Book Synopsis Born of Water and Spirit by : Richard Traylor
Download or read book Born of Water and Spirit written by Richard Traylor and published by Univ. of Tennessee Press. This book was released on 2015-04-30 with total page 289 pages. Available in PDF, EPUB and Kindle. Book excerpt: Originally presented as author's thesis (Ph. D.)--University of Missouri-Columbia, 2003.
Book Synopsis Some Wild Visions by : Elizabeth Elkin Grammer
Download or read book Some Wild Visions written by Elizabeth Elkin Grammer and published by . This book was released on 2003 with total page 224 pages. Available in PDF, EPUB and Kindle. Book excerpt: A study of seven autobiographies by women who defied the domestic ideology of 19th-century America by serving as itinerant preachers. Literally and culturally homeless, all of them used their autobiographies to construct plausible identities as women and Christians.
Book Synopsis The Life and Writings of Francis Makemie, Father of American Presbyterianism (c. 1658-1708) by : Francis Makemie
Download or read book The Life and Writings of Francis Makemie, Father of American Presbyterianism (c. 1658-1708) written by Francis Makemie and published by Edwin Mellen Press.

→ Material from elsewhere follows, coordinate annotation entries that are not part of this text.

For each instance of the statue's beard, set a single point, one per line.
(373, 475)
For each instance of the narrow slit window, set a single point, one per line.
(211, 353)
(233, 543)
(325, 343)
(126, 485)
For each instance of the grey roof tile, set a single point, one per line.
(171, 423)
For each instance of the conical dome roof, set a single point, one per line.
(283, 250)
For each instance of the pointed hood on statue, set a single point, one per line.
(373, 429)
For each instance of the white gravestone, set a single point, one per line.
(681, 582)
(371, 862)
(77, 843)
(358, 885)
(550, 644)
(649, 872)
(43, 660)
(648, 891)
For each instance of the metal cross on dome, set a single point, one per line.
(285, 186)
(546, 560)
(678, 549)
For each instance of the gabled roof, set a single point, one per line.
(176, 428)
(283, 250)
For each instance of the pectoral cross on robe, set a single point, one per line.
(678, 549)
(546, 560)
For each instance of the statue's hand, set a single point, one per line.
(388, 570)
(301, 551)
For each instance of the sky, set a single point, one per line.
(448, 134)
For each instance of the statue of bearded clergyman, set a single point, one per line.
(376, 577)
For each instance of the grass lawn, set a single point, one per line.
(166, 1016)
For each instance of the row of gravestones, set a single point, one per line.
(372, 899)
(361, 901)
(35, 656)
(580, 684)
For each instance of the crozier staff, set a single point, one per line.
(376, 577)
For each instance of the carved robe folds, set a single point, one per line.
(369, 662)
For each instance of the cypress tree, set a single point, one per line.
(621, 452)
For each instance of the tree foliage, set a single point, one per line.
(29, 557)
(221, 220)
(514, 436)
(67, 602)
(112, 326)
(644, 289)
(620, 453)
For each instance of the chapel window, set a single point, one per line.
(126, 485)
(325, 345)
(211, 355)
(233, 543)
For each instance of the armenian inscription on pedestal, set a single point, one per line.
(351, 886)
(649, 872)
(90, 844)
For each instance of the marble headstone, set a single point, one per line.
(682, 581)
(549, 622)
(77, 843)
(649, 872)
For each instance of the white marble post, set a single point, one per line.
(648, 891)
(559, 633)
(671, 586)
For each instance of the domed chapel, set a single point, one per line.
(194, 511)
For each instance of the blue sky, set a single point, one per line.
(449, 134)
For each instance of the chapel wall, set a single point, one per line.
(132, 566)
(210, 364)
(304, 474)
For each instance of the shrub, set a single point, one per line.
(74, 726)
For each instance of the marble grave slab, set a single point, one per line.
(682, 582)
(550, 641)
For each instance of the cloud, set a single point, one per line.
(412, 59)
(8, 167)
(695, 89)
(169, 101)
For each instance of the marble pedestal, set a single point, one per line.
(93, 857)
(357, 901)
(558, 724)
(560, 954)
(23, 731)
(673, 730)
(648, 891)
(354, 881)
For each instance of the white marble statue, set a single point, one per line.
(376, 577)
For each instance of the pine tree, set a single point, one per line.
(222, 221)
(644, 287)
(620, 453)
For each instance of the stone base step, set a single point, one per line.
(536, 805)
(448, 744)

This book was released on 1999 with total page 316 pages. Available in PDF, EPUB and Kindle. Book excerpt: Reproduced here are all five of Makemie's published writings together with all his known correspondence, preceded by a biography which details his active and colorful life. This study provides an invaluable tool for understanding the genesis of one of America's major denominational traditions.
Book Synopsis From Sin to Salvation by : Virginia Lieson Brereton
Download or read book From Sin to Salvation written by Virginia Lieson Brereton and published by Indiana University Press. This book was released on 1991-07-22 with total page 174 pages. Available in PDF, EPUB and Kindle. Book excerpt: "... fascinating... " -- Theological Book Review By examining women's conversion experiences, the author provides a corrective to the much popularized TV evangelism. She examines the stories U.S. women have told of their profound realization of their sinfulness and the necessity of turning to God's grace and love for forgiveness.